How Big Data Succeeds
Big Data analytics seems stuck. Spending grows, but returns on the spending are elusive. Gartner is among the most consistent chronicler of the challenge:
Big Data projects get stuck at the pilot stage; http://www.gartner.com/newsroom/id/3466117
Most projects will fail this year; http://www.gartner.com/newsroom/id/3130017
Of course, this prompts a great deal of writing. Topics range from “how to not fail” to, “how to take Big Data baby steps,” to “buy this stuff and your Big Data will magically succeed.”
The first thing that seems worth pointing out is the definition of “success” can vary.
The application of Artificial Intelligence to Big Data is a great example of defining success. As we’ve pointed out before, there are dozens of firms offering recommendation engines to help your customers shop on line.
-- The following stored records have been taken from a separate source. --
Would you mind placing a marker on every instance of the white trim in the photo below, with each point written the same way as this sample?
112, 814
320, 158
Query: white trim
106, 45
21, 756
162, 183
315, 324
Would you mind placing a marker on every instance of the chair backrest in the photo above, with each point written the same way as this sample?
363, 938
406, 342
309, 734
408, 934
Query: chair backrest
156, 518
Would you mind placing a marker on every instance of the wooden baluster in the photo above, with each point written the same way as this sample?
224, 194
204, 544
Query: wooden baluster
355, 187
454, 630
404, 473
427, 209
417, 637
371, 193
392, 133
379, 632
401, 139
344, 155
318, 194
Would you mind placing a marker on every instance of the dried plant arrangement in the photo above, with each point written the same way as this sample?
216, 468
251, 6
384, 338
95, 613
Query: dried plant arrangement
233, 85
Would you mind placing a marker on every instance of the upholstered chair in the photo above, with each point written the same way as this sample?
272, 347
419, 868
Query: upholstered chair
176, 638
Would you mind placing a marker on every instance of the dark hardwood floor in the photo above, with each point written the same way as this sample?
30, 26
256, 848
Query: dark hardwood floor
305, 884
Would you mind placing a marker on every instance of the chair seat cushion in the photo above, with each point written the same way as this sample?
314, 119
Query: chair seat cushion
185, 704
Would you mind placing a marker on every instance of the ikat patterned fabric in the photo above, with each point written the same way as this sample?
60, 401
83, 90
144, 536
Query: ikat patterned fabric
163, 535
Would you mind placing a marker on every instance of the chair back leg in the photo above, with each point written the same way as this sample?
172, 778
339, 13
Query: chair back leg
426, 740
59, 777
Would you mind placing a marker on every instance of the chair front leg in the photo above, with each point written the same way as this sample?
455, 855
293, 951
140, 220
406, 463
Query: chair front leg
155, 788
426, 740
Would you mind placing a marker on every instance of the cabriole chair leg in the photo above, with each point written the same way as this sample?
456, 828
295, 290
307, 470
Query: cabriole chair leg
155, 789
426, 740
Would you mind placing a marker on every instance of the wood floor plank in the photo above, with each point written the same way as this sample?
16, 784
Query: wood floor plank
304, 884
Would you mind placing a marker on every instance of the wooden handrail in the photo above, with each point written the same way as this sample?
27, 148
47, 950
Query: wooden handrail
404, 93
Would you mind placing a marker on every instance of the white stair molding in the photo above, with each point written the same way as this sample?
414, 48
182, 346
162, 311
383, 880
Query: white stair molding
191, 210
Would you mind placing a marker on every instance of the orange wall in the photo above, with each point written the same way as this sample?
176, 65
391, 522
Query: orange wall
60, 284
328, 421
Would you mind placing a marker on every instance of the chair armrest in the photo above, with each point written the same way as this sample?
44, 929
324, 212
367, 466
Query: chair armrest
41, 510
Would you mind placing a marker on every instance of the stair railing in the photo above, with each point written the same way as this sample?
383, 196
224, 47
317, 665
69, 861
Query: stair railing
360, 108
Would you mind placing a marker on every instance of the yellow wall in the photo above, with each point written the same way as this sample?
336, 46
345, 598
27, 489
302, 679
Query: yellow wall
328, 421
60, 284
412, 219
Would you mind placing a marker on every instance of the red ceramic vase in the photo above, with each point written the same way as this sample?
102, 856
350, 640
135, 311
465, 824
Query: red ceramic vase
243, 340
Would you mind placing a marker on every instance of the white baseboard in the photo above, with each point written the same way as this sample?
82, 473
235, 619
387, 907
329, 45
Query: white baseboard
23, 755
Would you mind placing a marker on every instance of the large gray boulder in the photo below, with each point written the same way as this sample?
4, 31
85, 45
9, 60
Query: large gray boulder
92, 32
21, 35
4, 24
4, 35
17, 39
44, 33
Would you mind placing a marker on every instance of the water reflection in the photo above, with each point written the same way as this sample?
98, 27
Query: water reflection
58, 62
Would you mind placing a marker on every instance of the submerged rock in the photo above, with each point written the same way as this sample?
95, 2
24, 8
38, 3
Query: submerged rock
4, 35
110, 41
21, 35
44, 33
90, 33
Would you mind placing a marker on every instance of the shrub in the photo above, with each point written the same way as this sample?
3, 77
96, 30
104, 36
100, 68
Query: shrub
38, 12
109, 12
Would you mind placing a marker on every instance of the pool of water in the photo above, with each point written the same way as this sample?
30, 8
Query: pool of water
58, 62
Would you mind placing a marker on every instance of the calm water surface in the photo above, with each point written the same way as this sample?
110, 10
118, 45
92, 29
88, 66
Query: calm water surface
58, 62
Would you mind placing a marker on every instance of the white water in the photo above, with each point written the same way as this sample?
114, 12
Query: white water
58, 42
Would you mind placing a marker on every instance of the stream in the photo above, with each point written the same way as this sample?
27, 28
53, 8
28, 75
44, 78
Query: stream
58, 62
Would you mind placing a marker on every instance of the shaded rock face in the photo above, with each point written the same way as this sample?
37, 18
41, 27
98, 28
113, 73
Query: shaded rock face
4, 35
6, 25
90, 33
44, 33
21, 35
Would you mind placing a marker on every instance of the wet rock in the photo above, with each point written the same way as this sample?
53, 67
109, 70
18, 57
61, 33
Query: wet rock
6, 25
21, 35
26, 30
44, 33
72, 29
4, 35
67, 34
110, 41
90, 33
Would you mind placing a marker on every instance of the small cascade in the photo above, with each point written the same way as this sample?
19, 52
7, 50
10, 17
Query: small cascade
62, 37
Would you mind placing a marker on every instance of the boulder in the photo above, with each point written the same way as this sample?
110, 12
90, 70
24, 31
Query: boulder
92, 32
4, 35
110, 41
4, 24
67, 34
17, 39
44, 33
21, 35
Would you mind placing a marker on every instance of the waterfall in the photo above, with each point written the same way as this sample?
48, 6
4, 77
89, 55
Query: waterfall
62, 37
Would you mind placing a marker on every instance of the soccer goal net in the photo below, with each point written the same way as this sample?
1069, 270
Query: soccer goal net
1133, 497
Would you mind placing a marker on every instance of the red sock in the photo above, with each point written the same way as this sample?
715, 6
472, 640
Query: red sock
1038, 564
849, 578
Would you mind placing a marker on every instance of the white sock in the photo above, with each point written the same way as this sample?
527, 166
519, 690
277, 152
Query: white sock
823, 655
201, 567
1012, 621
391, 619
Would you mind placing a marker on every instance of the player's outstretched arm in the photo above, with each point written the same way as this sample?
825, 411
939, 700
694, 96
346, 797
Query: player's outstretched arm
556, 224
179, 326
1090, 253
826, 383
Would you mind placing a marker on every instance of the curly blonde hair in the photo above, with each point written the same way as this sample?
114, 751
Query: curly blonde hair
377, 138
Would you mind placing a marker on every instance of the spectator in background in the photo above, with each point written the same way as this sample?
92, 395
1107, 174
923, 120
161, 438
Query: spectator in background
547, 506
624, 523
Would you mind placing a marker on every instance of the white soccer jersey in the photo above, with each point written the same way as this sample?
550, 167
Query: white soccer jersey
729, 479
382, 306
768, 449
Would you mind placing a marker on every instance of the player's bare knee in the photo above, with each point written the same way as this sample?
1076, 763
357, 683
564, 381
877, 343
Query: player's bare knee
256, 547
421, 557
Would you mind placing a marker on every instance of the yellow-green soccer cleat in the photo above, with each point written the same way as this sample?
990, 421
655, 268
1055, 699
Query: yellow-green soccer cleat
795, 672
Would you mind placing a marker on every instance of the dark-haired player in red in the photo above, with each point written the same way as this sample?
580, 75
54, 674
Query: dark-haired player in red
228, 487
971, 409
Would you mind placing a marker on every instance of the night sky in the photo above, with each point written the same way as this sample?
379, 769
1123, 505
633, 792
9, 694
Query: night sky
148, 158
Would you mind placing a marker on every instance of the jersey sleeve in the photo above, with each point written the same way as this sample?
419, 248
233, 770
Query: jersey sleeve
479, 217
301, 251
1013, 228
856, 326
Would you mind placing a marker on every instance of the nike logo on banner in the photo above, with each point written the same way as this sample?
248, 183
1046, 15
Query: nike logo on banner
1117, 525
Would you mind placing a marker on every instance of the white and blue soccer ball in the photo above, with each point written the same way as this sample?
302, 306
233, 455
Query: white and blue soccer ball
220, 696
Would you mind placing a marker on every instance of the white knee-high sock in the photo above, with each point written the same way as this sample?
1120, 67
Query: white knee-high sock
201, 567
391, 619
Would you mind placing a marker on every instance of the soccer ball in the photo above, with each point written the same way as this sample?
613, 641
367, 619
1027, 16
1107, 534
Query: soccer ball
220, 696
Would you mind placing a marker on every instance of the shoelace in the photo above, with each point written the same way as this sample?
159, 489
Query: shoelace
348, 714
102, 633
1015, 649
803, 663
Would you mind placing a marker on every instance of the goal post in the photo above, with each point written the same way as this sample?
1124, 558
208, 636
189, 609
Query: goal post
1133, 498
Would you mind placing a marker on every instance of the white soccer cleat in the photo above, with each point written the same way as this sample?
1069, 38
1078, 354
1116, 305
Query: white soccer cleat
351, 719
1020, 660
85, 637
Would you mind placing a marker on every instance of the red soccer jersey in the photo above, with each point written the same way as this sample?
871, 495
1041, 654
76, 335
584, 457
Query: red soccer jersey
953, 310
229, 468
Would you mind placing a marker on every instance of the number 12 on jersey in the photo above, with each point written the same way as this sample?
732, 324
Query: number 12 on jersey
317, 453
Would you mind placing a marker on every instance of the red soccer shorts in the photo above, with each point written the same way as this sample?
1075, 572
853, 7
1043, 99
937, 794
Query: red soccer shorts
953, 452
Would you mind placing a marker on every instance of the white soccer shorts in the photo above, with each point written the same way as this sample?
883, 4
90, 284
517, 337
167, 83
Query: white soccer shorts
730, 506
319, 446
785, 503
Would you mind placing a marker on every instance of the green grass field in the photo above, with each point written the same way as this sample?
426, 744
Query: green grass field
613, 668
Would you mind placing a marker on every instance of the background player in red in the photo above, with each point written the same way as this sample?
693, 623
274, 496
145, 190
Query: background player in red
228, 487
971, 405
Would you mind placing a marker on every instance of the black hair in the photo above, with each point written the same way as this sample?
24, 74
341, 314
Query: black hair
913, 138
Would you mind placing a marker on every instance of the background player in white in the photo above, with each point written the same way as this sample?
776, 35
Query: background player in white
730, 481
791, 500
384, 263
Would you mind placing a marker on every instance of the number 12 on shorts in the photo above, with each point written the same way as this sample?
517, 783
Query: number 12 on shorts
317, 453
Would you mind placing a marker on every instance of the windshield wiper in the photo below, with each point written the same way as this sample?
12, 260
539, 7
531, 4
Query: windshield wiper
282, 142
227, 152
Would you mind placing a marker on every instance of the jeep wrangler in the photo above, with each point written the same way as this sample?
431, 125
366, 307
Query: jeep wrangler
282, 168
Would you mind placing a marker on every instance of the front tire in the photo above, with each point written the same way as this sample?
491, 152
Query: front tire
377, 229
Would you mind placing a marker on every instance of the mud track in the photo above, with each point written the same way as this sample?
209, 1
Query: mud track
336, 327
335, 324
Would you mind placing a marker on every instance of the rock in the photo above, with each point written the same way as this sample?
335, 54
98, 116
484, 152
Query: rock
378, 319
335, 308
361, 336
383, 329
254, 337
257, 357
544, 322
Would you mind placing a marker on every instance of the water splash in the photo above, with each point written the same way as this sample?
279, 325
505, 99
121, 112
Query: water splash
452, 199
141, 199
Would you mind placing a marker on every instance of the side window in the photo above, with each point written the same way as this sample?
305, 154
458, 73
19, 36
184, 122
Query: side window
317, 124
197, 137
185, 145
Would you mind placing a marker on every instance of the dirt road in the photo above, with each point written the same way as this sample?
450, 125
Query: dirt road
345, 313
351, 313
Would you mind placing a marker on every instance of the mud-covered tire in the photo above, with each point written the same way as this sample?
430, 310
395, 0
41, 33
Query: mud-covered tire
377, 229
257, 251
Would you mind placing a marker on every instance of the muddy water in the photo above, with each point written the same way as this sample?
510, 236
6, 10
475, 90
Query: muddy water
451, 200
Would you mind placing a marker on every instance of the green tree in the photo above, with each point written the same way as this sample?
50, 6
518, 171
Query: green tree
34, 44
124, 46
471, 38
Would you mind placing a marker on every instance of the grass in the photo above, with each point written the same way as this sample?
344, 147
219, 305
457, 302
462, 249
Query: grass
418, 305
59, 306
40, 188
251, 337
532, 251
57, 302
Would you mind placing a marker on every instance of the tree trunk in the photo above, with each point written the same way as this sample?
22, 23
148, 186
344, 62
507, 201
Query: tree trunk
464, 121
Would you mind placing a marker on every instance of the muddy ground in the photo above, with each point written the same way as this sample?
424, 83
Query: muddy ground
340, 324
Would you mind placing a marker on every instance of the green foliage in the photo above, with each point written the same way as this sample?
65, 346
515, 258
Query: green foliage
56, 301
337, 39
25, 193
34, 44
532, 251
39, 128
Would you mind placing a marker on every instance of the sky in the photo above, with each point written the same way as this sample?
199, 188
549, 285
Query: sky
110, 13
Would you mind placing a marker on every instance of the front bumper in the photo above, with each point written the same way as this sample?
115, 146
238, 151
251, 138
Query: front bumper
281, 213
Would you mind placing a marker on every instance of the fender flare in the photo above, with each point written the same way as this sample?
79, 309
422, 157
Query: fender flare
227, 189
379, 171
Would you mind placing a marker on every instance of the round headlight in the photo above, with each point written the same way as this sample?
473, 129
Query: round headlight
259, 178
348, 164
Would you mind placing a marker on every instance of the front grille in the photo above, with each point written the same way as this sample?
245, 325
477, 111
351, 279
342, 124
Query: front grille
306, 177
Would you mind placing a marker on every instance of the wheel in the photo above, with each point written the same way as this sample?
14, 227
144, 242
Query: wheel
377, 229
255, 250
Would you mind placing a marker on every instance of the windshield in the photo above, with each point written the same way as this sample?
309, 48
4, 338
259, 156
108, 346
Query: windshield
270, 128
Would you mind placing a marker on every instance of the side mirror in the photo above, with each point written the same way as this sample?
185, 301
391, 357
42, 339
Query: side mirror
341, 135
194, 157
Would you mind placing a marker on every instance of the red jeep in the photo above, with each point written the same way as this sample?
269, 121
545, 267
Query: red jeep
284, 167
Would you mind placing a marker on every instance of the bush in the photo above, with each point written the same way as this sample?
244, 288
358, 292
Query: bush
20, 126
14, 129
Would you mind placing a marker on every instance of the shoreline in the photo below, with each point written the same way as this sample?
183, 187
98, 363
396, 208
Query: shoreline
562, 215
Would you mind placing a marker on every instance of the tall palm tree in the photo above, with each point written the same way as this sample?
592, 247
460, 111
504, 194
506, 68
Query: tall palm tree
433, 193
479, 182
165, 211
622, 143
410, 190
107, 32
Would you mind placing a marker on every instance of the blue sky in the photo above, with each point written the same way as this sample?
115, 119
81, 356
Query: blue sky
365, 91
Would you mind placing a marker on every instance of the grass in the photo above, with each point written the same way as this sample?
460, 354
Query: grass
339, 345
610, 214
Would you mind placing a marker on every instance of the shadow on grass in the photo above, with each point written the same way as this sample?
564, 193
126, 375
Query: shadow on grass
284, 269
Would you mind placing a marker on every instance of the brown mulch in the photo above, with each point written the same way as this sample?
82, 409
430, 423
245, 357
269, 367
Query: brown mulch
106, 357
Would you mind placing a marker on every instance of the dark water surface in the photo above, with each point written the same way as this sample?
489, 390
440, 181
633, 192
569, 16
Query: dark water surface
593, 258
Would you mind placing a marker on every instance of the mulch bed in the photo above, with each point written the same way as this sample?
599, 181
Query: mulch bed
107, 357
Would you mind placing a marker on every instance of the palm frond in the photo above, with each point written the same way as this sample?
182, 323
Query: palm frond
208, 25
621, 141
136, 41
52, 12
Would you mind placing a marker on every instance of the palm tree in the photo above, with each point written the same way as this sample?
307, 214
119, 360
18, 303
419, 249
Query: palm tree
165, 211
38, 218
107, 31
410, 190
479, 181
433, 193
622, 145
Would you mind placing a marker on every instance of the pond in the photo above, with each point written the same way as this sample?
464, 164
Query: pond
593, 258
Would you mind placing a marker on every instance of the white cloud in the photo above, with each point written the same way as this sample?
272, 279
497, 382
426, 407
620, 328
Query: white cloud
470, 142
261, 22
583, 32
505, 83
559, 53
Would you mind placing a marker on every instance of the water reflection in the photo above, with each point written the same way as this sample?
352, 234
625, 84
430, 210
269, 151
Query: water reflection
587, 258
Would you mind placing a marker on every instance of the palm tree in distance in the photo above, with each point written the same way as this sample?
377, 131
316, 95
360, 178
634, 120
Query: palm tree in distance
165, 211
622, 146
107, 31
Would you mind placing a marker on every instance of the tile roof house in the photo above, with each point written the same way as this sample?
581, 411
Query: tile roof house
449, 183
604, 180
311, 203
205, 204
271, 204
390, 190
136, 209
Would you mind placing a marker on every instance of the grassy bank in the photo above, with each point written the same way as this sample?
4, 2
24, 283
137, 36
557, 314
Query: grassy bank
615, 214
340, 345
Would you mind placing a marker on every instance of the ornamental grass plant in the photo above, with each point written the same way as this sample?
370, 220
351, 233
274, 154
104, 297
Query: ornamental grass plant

But they don’t work very well, and customers don’t like them. But Walmart and Amazon must use them. If they randomly recommend the millions of things they offer, they have a near zero chance of making a useful suggestion. So, being wrong even 90% of the time is a huge improvement.
You can read more about that, here – https://lone-star.com/artificial-intelligence-experiments-episode-4-using-ai-or-digital-twins/
And of course, AI using online unstructured data is prone to seduction by trolls, and errors; so, we can’t expect it to be really right all the time. Microsoft’s ill-fated Tay turned from being a chatty simulation of an adolescent, but quickly turned nasty when interacting with real humanity on Twitter. This idea is explored more fully here – https://lone-star.com/artificial-intelligence-experiments-episode-3-evil-ai/
But that may be alright if our goal is to be less wrong. Being less wrong is one way Big Data can succeed.
However, if we want to be mostly right, we need a more reliable cause-effect structure to our algorithm using our data feed.
That means we need some form of reliable provenance and ways to test the data stream for pollution. https://lone-star.com/where-did-this-come-from/ This may still employ some form of machine learning (call it AI if you like). But the established cause-effect relationships which G.E.P. Box called “mechanistic” must be preserved as foundational truth so our algorithm can’t become untethered like Tay did.
We think in many cases this means computing at the edge, in particular for IoT. And we mean real analytics at the edge, not just data packing. It is much harder to lose track of the data and its truth when we compute at the point of the data sources, and at the point of need. This is why Lone Star offers AnalyticsOSSM.
For longer term, big data, we think this usually mean a probabilistic digital twin.
Two projects we are working now will ingest the results from millions of transactions (in one case) and billions (in another), But this will be done in a highly-compressed form. Even that compressed form will be further reduced to a description of uncertainty (a probability distribution). We are delivering these with TruNavigator®.
Both TruNav™ and AnalyticsOSSM are designed for Boxian modeling – Cause and effect in the face of uncertainty. They are powerful ways Big Data can succeed.